Von Irena Güttel Veröffentlicht:
Wird die Qualität der Nachtruhe mit einer Handy-App kontrolliert, kann das zu zusätzlichem Stress führen.

Wird die Qualität der Nachtruhe mit einer Handy-App kontrolliert, kann das zu zusätzlichem Stress führen.

© monkeybusinessimages/iStock

BREMEN.Schlaf ist immer ein Thema. "Hast Du gut geschlafen?" – das ist oft die erste Frage am Morgen. Auch in der Kunst sind Schlafende seit jeher ein beliebtes Motiv. Der Stellenwert von Schlaf sei kulturell oft ganz unterschiedlich, sagt der Regensburger Schlafforscher Jürgen Zulley.

Immer wieder macht er mit schlafbezogenen Forderungen auf sich aufmerksam. So steht der 71-Jährige der Sommerzeit kritisch gegenüber und fordert einen späteren Schulanfang. Zulley ist Professor für Biologische Psychologie an der Universität Regensburg. Bis zu seinem Ruhestand leitete er das Schlafmedizinische Zentrum am Universitäts- und Bezirksklinikum Regensburg.

In Asien sei es selbstverständlich, tagsüber zu schlafen, sagt Zulley. In Deutschland gelte der Mittagsschlaf eher als unproduktiv. Mythen und Wissenswertes im Überblick:

Wie ist es um unseren Schlaf bestellt? In Deutschland schlafen die Menschen ziemlich genau sieben Stunden, sagt Jürgen Zulley – "von 23.04 Uhr bis 6.18 Uhr mit einer Viertelstunde Einschlafzeit. Das haben wir in einer großen, repräsentativen Untersuchung festgestellt." Diese Schlafdauer sei seit sehr langer Zeit üblich. Die Dauer sage aber wenig über den Erholungswert des Schlafes.

Wann ist Schlaf erholsam?

"Auf jeden Fall nicht, wenn man abends vor dem Einschlafen noch am Smartphone und dem Tablet herumspielt", so Zulley. Die Anspannung reduziere die Schlafqualität. Nötig seien bestimmte Anteile von Schlafstadien in der Nacht: "Erholung bekommt man nur im Tiefschlaf. Den hat man immer nur in den ersten vier bis fünf Stunden. Wir sollten auch möglichst wenig längere Unterbrechungen des Schlafes haben und die persönliche Schlafdauer einhalten. Die hat man erreicht, wenn man sich am Tag überwiegend fit und ausgeschlafen fühlt."

Wieso ist es wichtig, gut zu schlafen? Schlaf ist ein aktiver Erholungsprozess, sagt der Experte. "Nach außen sieht es zwar wie ein Ruhezustand aus, ist es aber nicht!" Was die Hirnaktivität betreffe, sei der Mensch im Schlaf teilweise wacher als im Wachzustand. "Alle Prozesse, die für Regeneration sorgen, werden aktiviert. Nur im Tiefschlaf wird zum Beispiel ein Wachstumshormon ausgeschüttet, das für die Zellerneuerung und den Fettabbau sorgt. Und alles, was wir am Tag gelernt haben, wird in der Nacht abgespeichert."

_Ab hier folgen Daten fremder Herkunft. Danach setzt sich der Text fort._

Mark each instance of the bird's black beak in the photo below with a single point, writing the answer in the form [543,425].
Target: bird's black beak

Wer viel schläft, ist also gar nicht faul?

Das sei genau der große Irrtum, meint Zulley. Gesunder Schlaf sei eine Voraussetzung für Gesundheit, Leistungsfähigkeit und Wohlbefinden. "Bei uns gilt Schlaf oft als etwas Negatives. Die Einstellung ändert sich aber langsam. Vor 30, 40 Jahren galt man noch als Penner, wenn man am Tage schlief." Der eigentlich wichtige Mittagsschlaf habe als unproduktiv gegolten. Im Zuge eines verstärkten Gesundheitsbewusstseins erhalte Schlaf nun aber zunehmend einen anderen Stellenwert.

Können Apps und Schlafmessgeräte unseren Schlaf optimieren?

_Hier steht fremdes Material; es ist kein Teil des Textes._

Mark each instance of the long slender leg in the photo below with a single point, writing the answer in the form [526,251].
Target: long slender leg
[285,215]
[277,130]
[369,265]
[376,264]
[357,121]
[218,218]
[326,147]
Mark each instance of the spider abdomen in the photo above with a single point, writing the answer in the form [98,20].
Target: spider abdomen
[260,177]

Mit dererlei Programmen messe man nicht den Schlaf, sondern Bewegung. Daraus könne man nur grob schlussfolgern, wie lange und wie gut man geschlafen habe, betont Zulley: "Das Gerät kann nicht unterscheiden, ob man ruhig wach im Bett liegt oder sich im Tiefschlaf befindet. Ich halte diesen Hype für kontraproduktiv." Man wisse, dass eine Fixierung auf den Schlaf – wozu das ständige Kontrollieren zweifellos führe – das Risiko für Schlafstörungen erhöhe. "Und seinen Schlaf", sagt der Forscher, "kann man mit den Aufzeichnungen auch gar nicht verbessern." (dpa)

Ihr Newsletter zum Thema
Mehr zum Thema

Berufsbedingte Schäden

Wenn Musikmachen Muskeln, Sehnen und Gelenke krank macht

Das könnte Sie auch interessieren
Glasglobus und Stethoskop, eingebettet in grünes Laub, als Symbol für Umweltgesundheit und ökologisch-medizinisches Bewusstsein

© AspctStyle / Generiert mit KI / stock.adobe.com

Klimawandel und Gesundheitswesen

Klimaschutz und Gesundheit: Herausforderungen und Lösungen

Kooperation | In Kooperation mit: Frankfurter Forum
Ein MRT verbraucht viel Energie, auch die Datenspeicherung ist energieintensiv.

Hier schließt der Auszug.